Las Vegas police officers took part in a graphic event aimed at encouraging teenage girls to “choose purity” or risk their lives.
Officer Regina Coward, president of the Nevada Black Police Association, said her church, Victory Outreach Church, asked her to create a community event to promote abstinence.
Coward told teens Saturday at a North Las Vegas conference center that girls who engage in premarital sex typically wind up as victims of sexual assault, addicted to drugs, becoming prostitutes, or joining gangs.
Participants were treated to “Toe Tag Monologues,” where actresses “gave dramatic performances told from the perspective of one girl who had died after abusing diet pills and one who had died after contracting a sexually transmitted disease as a prostitute. The monologues concluded with each girl getting on a gurney and into a body bag.” Participants also watched recorded interviews with pimps and prostitutes, as well as one woman who lost her limbs in a meth lab explosion.
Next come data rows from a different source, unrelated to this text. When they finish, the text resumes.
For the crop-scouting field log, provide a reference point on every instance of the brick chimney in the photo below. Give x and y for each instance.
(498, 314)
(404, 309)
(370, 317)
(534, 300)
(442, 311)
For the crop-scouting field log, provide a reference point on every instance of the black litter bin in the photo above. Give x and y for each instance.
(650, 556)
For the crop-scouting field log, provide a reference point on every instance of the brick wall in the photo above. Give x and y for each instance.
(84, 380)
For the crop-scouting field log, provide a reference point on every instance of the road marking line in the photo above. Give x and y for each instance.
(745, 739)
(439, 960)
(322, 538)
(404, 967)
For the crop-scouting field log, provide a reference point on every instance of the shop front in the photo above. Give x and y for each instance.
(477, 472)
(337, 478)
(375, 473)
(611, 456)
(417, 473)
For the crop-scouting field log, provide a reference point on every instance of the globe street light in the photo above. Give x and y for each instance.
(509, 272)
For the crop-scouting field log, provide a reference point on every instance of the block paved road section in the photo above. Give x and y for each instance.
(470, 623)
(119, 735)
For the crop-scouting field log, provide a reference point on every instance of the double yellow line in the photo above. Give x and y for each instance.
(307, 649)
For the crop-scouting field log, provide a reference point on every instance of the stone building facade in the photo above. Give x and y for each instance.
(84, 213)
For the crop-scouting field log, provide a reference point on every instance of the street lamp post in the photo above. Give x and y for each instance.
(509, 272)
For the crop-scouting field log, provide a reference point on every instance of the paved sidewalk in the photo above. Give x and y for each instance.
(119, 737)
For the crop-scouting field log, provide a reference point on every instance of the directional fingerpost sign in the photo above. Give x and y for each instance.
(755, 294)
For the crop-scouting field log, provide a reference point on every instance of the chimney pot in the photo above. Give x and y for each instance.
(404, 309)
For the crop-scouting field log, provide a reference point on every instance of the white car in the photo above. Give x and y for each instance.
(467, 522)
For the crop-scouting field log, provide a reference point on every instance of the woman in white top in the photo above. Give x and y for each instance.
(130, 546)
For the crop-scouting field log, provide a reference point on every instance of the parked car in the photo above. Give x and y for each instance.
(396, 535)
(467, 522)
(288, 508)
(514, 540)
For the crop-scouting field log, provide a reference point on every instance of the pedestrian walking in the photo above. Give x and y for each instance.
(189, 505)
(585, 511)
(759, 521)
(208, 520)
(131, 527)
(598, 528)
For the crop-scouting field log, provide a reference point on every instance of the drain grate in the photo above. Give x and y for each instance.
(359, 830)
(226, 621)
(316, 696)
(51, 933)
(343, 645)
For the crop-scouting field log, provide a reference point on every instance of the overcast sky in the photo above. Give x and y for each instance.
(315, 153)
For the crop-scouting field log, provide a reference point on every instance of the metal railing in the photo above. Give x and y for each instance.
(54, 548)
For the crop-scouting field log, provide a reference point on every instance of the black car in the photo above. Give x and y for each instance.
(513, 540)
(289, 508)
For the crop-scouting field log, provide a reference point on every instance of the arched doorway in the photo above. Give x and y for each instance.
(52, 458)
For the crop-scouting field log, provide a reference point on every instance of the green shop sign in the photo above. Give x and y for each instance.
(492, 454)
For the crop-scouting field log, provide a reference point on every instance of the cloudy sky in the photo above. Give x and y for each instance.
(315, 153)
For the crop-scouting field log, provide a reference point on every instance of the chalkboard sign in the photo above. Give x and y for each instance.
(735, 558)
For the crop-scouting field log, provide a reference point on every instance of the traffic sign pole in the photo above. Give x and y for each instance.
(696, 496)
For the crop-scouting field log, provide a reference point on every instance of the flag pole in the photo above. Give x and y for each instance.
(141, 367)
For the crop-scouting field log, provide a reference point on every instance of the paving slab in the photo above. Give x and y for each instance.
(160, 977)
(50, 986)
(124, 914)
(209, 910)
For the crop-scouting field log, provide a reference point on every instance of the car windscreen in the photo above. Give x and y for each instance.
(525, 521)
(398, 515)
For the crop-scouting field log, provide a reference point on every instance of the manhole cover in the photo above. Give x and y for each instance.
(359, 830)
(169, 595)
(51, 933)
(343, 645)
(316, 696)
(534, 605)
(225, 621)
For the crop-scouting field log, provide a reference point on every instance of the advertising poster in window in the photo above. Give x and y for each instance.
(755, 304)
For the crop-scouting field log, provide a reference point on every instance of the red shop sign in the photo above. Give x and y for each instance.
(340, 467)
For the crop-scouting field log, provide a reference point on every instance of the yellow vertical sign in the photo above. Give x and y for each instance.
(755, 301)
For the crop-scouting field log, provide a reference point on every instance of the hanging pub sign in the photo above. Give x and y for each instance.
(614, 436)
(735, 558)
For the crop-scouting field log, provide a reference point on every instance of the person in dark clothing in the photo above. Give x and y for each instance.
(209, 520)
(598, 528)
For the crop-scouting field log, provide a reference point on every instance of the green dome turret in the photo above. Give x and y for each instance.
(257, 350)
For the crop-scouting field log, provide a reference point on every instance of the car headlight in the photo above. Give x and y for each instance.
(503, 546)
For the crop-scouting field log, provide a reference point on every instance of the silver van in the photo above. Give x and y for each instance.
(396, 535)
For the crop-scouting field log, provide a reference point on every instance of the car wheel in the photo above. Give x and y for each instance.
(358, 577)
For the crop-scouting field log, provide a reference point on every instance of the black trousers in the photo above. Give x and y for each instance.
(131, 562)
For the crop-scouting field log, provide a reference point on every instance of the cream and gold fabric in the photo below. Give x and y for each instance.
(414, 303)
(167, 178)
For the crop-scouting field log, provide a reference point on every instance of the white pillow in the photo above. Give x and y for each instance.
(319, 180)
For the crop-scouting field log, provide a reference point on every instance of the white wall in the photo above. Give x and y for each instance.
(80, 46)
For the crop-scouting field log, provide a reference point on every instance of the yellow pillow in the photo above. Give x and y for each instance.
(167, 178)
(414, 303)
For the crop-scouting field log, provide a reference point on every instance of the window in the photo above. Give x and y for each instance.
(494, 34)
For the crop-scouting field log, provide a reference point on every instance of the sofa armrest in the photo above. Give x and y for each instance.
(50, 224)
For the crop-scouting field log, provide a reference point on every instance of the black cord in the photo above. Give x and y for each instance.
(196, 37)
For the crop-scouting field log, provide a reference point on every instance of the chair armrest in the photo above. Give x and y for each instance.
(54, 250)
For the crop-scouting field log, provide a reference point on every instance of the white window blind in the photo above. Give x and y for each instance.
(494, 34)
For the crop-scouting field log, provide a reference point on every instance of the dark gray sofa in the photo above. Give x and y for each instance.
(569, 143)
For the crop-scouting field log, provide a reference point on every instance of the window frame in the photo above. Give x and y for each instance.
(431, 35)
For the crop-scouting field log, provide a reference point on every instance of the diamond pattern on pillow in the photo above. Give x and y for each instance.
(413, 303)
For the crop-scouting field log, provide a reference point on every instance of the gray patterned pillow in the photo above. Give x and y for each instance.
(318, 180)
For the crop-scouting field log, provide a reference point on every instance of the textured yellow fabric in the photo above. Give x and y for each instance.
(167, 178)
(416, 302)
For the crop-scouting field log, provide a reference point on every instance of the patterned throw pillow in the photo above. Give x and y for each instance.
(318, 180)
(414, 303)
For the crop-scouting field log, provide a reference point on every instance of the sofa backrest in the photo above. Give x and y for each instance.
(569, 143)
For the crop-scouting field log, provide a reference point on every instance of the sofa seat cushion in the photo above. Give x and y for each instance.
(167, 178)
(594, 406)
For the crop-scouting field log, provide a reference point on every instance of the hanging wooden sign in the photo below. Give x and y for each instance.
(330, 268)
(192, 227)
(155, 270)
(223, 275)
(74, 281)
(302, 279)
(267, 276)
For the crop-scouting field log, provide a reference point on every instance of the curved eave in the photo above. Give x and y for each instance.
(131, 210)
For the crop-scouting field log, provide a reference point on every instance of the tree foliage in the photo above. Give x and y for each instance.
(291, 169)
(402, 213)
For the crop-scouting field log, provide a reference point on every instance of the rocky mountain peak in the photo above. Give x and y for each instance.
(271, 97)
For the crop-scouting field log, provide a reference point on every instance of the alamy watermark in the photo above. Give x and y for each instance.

Coward told the Sun, “I don’t care what you are; my message is be safe. I would like [young girls] to wait until they are married.” That message is fine, but it doesn’t have much to do with the crimes that were discussed during the event. As Ian Millhiser at Think Progress points out, studies show that 95 percent of Americans have had premarital sex. The percentage of American prostitutes and meth addicts is much smaller.
Purity pledges aren’t even effective in delaying sex, according to research from the John Hopkins Bloomberg School of Public Health. Teens who promise to eschew premarital sex are just as likely to have sex as other teens, but they’re less likely to practice safe sex when they do.
Coward told the Sun that a second event, called “Choose Courage,” is being developed for boys.